The Co-Op Model

Co-ops have been part of Canadian higher ed for a long time (UBC bike coop , Laval U bookstore coop


Collaborative sector solution… We can’t do it alone at individual institutions but are looking for a model that would allow have and have not institutions to address challenges common to us all. These challenges include reluctant or overstretched IT departments, FIPPA (privacy) laws and guidelines, expertise,  resources, and a need to expand ed tech platforms beyond the LMS.


Reduce effort and duplication of effort.


Explore the potential of a new model for cooperating around ed tech outside of a ‘shared services’, vendor-centric model through a platform cooperative.

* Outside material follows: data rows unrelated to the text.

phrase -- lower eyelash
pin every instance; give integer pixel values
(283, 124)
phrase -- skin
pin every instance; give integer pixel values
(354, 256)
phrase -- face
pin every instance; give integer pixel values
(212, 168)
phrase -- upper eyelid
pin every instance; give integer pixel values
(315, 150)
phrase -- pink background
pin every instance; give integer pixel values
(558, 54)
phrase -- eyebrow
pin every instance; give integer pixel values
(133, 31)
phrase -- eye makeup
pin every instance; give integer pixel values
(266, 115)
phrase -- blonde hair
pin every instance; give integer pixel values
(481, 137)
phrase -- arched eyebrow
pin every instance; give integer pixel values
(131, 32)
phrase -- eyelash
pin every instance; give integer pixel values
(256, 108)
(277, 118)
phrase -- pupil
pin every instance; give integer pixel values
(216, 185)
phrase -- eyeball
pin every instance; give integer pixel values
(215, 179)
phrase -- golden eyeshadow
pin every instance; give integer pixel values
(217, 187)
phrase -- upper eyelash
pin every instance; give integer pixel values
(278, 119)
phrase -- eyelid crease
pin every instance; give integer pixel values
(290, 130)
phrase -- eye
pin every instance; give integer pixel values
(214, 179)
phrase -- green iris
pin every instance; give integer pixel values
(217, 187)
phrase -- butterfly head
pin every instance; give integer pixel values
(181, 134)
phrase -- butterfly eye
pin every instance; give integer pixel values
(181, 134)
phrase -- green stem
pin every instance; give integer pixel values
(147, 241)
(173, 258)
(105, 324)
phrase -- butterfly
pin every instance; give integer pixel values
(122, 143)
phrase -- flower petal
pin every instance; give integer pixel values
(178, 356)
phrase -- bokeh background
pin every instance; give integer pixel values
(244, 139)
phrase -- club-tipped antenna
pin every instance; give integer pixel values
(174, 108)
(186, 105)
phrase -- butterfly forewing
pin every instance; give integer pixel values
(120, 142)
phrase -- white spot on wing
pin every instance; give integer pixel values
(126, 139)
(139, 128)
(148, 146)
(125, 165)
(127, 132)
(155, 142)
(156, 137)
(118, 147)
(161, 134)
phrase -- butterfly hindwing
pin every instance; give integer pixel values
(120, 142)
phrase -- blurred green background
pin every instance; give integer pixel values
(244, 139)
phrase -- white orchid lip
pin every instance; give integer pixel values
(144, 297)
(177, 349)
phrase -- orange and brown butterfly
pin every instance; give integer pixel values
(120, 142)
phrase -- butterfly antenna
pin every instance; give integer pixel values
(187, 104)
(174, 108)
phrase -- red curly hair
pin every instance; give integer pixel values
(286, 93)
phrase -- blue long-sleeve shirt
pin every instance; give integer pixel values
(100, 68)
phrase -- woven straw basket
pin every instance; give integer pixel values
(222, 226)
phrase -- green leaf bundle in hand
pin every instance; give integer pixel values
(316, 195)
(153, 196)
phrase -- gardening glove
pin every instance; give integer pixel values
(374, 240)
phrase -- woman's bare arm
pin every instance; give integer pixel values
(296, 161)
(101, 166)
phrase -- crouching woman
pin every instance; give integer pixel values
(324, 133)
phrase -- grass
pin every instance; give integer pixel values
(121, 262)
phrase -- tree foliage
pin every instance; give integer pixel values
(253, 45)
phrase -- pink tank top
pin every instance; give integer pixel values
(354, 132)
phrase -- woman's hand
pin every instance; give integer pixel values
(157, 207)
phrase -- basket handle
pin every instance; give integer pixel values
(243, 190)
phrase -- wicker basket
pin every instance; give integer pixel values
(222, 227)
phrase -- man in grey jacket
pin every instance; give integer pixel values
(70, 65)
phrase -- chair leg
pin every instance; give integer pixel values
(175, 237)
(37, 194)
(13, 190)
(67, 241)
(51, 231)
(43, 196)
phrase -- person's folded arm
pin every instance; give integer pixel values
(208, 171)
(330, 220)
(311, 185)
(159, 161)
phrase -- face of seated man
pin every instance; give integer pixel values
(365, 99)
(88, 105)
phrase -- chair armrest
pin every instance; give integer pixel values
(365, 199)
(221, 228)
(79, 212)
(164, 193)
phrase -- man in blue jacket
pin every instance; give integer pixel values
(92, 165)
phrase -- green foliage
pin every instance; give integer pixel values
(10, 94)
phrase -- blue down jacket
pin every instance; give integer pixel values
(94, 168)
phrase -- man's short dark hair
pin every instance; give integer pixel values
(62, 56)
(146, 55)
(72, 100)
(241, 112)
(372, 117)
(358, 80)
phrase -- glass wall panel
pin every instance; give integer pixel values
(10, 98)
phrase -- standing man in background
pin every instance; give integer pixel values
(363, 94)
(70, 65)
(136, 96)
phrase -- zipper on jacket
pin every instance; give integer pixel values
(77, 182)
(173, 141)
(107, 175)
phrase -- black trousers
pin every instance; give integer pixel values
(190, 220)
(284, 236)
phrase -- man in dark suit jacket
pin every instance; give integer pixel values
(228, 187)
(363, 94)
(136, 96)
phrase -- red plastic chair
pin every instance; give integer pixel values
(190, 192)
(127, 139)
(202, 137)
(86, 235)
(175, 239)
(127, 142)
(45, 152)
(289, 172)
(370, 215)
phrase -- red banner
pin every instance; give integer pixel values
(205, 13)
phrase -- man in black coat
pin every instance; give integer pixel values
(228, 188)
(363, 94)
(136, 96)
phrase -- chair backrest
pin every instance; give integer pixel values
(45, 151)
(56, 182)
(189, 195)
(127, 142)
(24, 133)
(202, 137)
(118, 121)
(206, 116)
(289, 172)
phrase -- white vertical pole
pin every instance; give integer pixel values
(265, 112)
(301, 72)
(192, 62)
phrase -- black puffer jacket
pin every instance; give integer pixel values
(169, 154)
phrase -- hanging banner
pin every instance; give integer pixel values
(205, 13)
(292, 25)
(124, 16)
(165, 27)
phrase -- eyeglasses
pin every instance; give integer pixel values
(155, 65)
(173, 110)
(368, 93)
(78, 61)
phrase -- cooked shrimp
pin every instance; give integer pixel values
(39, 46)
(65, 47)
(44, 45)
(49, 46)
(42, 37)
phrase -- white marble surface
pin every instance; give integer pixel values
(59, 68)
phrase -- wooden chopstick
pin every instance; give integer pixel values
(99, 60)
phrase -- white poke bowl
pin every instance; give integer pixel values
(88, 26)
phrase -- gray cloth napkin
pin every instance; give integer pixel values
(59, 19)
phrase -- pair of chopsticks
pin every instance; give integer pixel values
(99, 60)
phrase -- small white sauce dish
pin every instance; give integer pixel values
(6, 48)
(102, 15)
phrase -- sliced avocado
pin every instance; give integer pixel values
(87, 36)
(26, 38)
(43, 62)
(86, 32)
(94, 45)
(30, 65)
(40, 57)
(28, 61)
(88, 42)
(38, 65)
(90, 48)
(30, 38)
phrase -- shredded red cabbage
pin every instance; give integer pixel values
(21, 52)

Thoughts on Platform Cooperativism from Ours To Hack And To Own:

  • “First, platforms are us: Platforms aren’t just software applications and the companies that administer them. What gives a platform value, in most cases, is the community of users that employ the platform, along with the networks, data, and ideas they create. In other words, what makes platforms so valuable is what we put into them. Second, platforms don’t need to be treated as commodities.”
  • “Platform cooperatives—as a direct affront to the platform monopolies characterizing digital industrialism—offer a means of both reclaiming the value we create and forging the solidarity we need to work toward our collective good”
  • “The idea of disintermediation was central to the emancipatory visions of the Internet, yet the landscape today is more mediated than ever before. If we want to think more about the consequences of an increasingly centralized Internet, we need to start by addressing the cause of this centralizing. The Internet was colonized by capitalist platforms; centralization is required to capture profit. Disintermediating platforms were ultimately reintermediated by capitalist investors dictating that communications systems be built to capture profit …. by keeping the computational capacity in the hands of the users, we prevent the communication platform from becoming capital, and we prevent the users from being instrumentalized as audience commodity.”

The co-op framework

  • adopt multi-stakeholder governance models
  • contribute to the creation of immaterial and material commons
  • socially and politically organized around pan-institutional concerns, even if they produce locally.